March 08, 2012|By Ted Gruber, For RedEye

Don't let his name fool you: Chris Tickle doesn't plan on making people laugh. He wants to hurt them.

Tickle, of Pontiac, Ill., grew up the "tough guy" in the town about 100 miles southwest of Chicago. That reputation eventually led the 29-year-old to mixed martial arts. Now, with 19 MMA fights under his belt, Tickle is taking the next step in his career and trying to break into the UFC. He's getting that chance on the FX reality competition "Ultimate Fighter Live," premiering Friday.

Tickle talked to RedEye recently about his Chicago fighting connection, his "Bad Boy" nickname and what motivates him.

How'd you get into mixed martial arts?

Basically it was my life. When I was younger I was in a lot of trouble and couldn't get a good job so I turned to MMA. I was good at fighting and wrestling so I decided to try it out. I used to watch the UFC and Pride when I was younger and said this is what I wanted to do.

You were originally a finalist on "The Ultimate Fighter 9," but didn't make it on the show. What did the UFC and producers of the show see this time to give you another chance?

On "TUF 9" I was only 1-3 for my MMA record, and they were concerned about that. They did like my attitude, but it just didn't work out. This time around I'm on a five-fight winning streak and four by the way of knockout. The last two fights I beat UFC veterans, so that was huge a positive. I have a lot more fights under my belt now, which is what the UFC likes to see.

With this being the first season the fights are broadcasted live, what are you expectations going into the show?

Well I'm doing this for my family and for my hometown. I know they are going to be watching, and that's going to making me more aggressive and to put on a show. The whole nerve thing won't be there because I'm used to the environment and it's just another day and another fight. It's a bunch of cameras and extra people at the gym and the house, but it won't distract me from what I have to do.

Where did your nickname "Bad Boy" come from?

Bad Boy is from my life when I was younger. I was always getting into trouble when I was younger. I was always street fighting and taking on people. Most of the time I would take on two guys by myself, and most of the time I had the upper hand. I never called it unfair either because I enjoyed the challenge. I was just a bad mofo.

When you watched past seasons of TUF did you pick up anything from the fighters that you can use to you advantage?

I think it's all about hard work. You are away from your families for six to eight weeks without any lines of communication.
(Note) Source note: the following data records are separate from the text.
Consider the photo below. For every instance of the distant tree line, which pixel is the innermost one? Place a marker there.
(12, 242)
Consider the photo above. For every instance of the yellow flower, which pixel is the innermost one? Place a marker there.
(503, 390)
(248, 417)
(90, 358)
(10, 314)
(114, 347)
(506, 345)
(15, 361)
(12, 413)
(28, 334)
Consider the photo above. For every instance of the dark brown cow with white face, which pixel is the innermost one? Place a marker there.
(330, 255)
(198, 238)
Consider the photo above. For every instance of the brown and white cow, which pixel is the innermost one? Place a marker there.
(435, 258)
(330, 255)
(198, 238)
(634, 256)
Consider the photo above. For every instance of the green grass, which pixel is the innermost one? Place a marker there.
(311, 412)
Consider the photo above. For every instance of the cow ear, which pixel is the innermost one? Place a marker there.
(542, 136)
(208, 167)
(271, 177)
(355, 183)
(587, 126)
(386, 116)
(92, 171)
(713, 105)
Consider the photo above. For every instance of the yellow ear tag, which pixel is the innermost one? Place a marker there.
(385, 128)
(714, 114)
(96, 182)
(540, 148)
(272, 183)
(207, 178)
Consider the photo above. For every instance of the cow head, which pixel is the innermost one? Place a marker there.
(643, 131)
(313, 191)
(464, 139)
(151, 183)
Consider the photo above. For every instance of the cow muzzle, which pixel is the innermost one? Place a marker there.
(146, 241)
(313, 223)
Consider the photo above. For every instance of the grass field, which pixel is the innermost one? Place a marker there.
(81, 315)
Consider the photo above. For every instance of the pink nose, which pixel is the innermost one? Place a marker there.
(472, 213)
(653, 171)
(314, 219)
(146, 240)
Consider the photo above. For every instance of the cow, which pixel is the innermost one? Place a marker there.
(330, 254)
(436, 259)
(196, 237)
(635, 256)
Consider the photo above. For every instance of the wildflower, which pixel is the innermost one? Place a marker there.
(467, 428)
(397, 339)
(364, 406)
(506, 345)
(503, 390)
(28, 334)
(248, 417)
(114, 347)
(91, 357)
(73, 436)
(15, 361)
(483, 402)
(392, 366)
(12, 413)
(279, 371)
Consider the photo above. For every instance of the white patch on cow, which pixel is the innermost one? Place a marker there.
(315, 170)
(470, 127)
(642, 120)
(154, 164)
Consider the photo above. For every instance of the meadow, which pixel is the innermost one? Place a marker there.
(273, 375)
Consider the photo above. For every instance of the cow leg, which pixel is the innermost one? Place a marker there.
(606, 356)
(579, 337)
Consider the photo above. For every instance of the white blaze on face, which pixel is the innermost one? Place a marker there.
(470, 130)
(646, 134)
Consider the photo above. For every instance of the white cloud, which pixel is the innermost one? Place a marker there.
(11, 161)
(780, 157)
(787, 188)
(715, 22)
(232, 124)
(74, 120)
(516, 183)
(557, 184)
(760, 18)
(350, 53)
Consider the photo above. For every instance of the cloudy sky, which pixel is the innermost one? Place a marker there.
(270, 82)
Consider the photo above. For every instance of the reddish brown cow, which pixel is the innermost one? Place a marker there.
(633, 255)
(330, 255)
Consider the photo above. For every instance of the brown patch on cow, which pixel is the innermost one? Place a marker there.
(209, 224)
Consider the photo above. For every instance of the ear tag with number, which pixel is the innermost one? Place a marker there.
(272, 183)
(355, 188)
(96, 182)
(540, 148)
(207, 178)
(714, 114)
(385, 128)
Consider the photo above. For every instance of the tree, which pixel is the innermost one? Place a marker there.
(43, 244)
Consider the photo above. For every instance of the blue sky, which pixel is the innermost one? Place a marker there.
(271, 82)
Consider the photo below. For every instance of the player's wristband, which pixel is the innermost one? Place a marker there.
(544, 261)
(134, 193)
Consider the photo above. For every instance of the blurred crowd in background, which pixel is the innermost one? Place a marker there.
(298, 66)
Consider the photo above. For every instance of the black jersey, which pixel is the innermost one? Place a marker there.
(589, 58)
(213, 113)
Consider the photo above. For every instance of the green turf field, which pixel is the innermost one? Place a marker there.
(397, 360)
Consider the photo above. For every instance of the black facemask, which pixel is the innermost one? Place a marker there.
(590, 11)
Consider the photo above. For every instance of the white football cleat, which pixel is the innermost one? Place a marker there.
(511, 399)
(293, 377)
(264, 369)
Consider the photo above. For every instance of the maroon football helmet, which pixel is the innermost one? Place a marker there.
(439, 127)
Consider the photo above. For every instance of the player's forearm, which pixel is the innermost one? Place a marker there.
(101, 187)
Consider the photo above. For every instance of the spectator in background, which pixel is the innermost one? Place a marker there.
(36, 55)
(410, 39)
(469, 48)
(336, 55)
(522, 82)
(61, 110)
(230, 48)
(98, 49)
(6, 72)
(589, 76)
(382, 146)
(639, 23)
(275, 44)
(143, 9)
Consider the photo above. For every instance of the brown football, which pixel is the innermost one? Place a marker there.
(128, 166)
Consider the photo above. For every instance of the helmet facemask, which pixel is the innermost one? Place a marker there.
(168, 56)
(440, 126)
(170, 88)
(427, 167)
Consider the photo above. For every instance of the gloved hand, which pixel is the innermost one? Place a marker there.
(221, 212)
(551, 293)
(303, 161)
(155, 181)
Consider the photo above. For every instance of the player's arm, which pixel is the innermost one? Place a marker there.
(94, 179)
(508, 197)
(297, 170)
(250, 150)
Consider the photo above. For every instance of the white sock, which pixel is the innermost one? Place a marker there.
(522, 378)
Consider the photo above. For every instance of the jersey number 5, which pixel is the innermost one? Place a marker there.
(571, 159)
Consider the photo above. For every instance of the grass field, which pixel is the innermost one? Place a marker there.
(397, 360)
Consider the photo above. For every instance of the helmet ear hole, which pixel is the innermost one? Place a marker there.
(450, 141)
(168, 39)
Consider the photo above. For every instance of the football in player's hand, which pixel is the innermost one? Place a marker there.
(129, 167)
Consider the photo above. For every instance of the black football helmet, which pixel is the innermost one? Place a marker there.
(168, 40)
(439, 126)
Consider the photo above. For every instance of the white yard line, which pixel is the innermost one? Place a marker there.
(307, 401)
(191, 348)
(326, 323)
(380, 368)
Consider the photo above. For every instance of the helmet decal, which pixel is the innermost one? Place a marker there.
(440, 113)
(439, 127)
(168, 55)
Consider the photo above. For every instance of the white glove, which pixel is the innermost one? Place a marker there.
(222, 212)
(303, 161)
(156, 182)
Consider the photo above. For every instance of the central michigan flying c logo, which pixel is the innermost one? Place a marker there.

There will be a lot of drunk fighters under the same roof so that could become challenging. I think it will be more mentally than physical tough knowing that you have nothing to entertain yourself.

I was really a fan of Kenny Florian because he was the smallest guy at middleweight. He was really dominating and just for his size it didn't seem possible. He fought at 155 and 170 pounds and he had the determination to get into the UFC at 185 pounds. He didn't care what weight he fought at, as long as he had that shot to get into the UFC.

You have trained with former champion and fellow Chicagoan Miguel Torres. How did that relationship develop and how has Miguel helped you?

I started working out with Miguel when I started my professional career. I have learned a lot from him because he sets the bar high. I have watched him train and to see where he's at makes me want to push hard to reach that. Miguel kicks my butt a lot during training, and it pays off in the long run. This sport isn't easy, and I love the challenges he has put in front of me.

Have your goals changed from a few years ago now that you are getting a shot to get onto "TUF"?

My goals have never changed because this is my life. I am one of the older fighters on this season's list, and I have a family to support. I don't know many of the other guys on the team and not sure if they have children like I do. I am doing this to have them have a future, so they can go to college and not worry about the financial costs. A lot of people are watching this show and cheering me on, that's all the motivation I need.

Ted Gruber is a RedEye special contributor.